The Manhattan office market stats for the first quarter are trickling out this week and next. On Tuesday, it was Cushman & Wakefield’s turn. The brokerage sounded cautious optimism, according to media reports, noting that as much as 5.7 million square feet of midtown, midtown south and downtown office space was newly leased during the three months ending March 31. That’s about 1.9 million a month.
That’s pretty good, considering. Considering the continued recession, the slow jobs recovery locally and the anemic pace of leasing downtown, where the leasing total was down 18 percent annually.
But it’s merely pretty good. That is, it’s not even normal yet. The Manhattan office leasing market has a ways to go before it’s plain good; and a universe to travel before it’s great, booming, white-hot, smokin’, etc.

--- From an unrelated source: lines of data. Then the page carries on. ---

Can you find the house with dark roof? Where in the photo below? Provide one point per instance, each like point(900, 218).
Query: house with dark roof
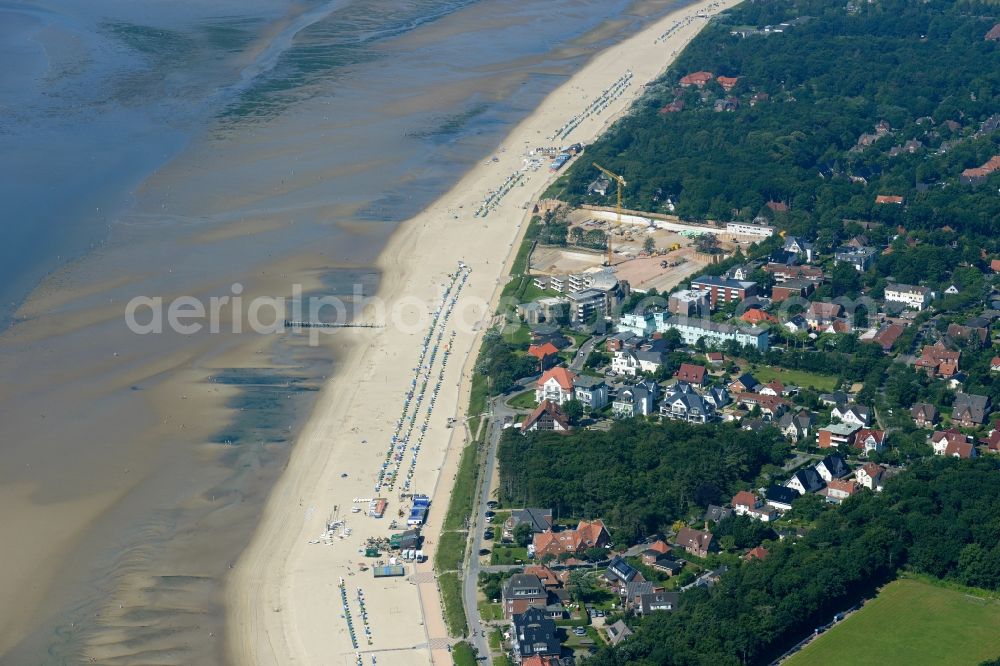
point(592, 392)
point(533, 634)
point(970, 409)
point(924, 414)
point(547, 417)
point(832, 467)
point(521, 592)
point(540, 520)
point(696, 542)
point(780, 497)
point(805, 481)
point(691, 373)
point(620, 572)
point(618, 632)
point(745, 383)
point(651, 602)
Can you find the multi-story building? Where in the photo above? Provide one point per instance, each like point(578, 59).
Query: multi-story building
point(723, 291)
point(909, 295)
point(689, 303)
point(714, 334)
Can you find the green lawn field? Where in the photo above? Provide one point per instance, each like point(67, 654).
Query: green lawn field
point(799, 378)
point(911, 622)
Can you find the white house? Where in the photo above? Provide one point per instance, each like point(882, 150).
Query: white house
point(871, 476)
point(856, 415)
point(556, 385)
point(909, 295)
point(590, 391)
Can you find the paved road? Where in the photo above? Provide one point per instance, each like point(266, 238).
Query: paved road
point(477, 525)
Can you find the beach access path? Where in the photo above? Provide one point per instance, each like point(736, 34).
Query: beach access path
point(284, 604)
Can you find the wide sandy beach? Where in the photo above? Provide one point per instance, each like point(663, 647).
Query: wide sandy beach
point(284, 598)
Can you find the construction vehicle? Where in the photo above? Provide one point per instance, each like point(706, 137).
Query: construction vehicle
point(618, 208)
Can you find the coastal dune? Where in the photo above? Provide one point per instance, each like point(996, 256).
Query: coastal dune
point(284, 597)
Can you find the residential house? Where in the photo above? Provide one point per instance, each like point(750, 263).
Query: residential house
point(618, 632)
point(870, 441)
point(521, 592)
point(636, 400)
point(716, 513)
point(805, 481)
point(710, 333)
point(771, 407)
point(695, 542)
point(780, 497)
point(690, 373)
point(745, 503)
point(785, 272)
point(773, 387)
point(796, 324)
point(969, 409)
point(546, 353)
point(797, 426)
point(534, 635)
point(992, 440)
point(592, 392)
point(696, 79)
point(546, 417)
point(943, 440)
point(723, 291)
point(871, 476)
point(757, 316)
point(837, 490)
point(792, 288)
point(797, 245)
point(619, 573)
point(911, 296)
point(820, 314)
point(588, 534)
point(837, 435)
point(650, 602)
point(689, 303)
point(859, 258)
point(924, 414)
point(555, 385)
point(540, 520)
point(745, 383)
point(686, 405)
point(938, 360)
point(832, 467)
point(977, 336)
point(852, 414)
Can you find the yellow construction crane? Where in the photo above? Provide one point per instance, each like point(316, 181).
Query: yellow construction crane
point(618, 208)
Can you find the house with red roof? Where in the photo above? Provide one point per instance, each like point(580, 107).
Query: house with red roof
point(690, 373)
point(556, 385)
point(588, 534)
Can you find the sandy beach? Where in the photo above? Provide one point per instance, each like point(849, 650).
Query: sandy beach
point(284, 597)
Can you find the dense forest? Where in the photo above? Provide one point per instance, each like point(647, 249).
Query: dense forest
point(940, 518)
point(804, 98)
point(639, 477)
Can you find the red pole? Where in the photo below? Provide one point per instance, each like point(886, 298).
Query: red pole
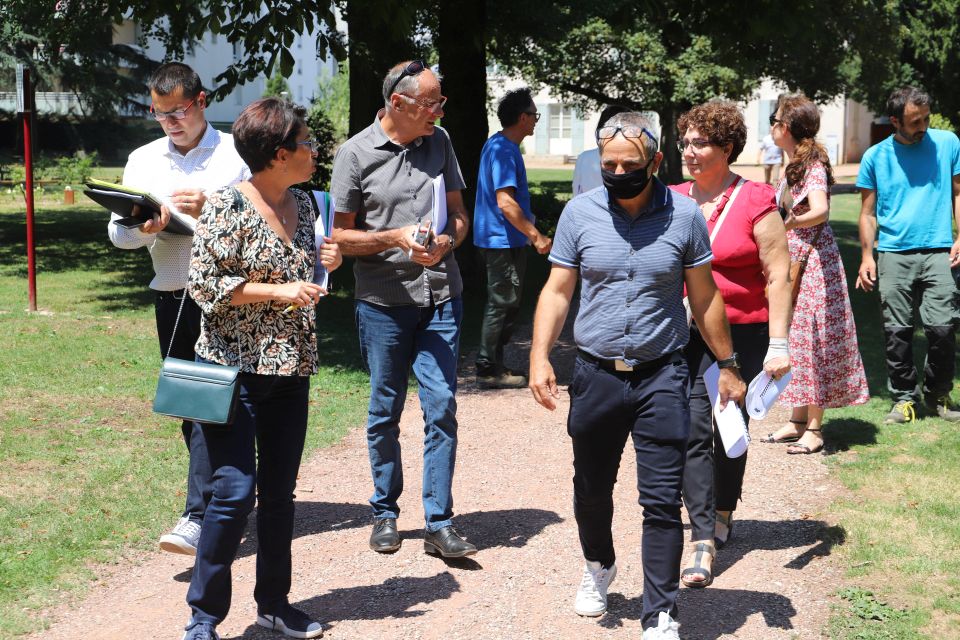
point(28, 166)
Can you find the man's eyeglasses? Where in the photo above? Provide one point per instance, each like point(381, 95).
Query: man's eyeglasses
point(628, 130)
point(696, 143)
point(313, 145)
point(177, 114)
point(413, 69)
point(434, 106)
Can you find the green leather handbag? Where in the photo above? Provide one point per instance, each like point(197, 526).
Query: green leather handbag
point(199, 391)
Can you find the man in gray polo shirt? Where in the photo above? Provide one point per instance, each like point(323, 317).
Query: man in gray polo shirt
point(408, 306)
point(635, 244)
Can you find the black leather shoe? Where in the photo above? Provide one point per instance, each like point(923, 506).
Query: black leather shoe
point(447, 543)
point(384, 538)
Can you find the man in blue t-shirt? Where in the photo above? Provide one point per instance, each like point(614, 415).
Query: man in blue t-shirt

Walk through the math. Manhattan has around 300 million square feet of office space (though fewer feet are generally tracked by the major brokerages in their monthly or quarterly stats). The average length of a Manhattan office lease is 10 years, give or take. That would mean every year about 30 million square feet of space should turn over in new leases or renewals—about 2.5 million feet a month. That’s what’s supposed to happen. That’s normal—2.5 million. During some months of the real estate boom, particularly in 2005 and 2006, that amount of new leases or renewals was reached or tickled. No one was ever surprised.
Again, give or take. But it’s a better benchmark than optimism.
Finally, a note to add a little more caution. Goldman Sachs’ old headquarters at 85 Broad Street hit the market in March—all of it: 1,074,000 vacant square feet. Or about 56 percent of the total space leased in all three submarkets in three months.
(Actually, one more final note: The above analysis did not take into account that most of the new leasing surely involved owner concessions and were likely done at taking rents much, much lower than a year or two years ago.)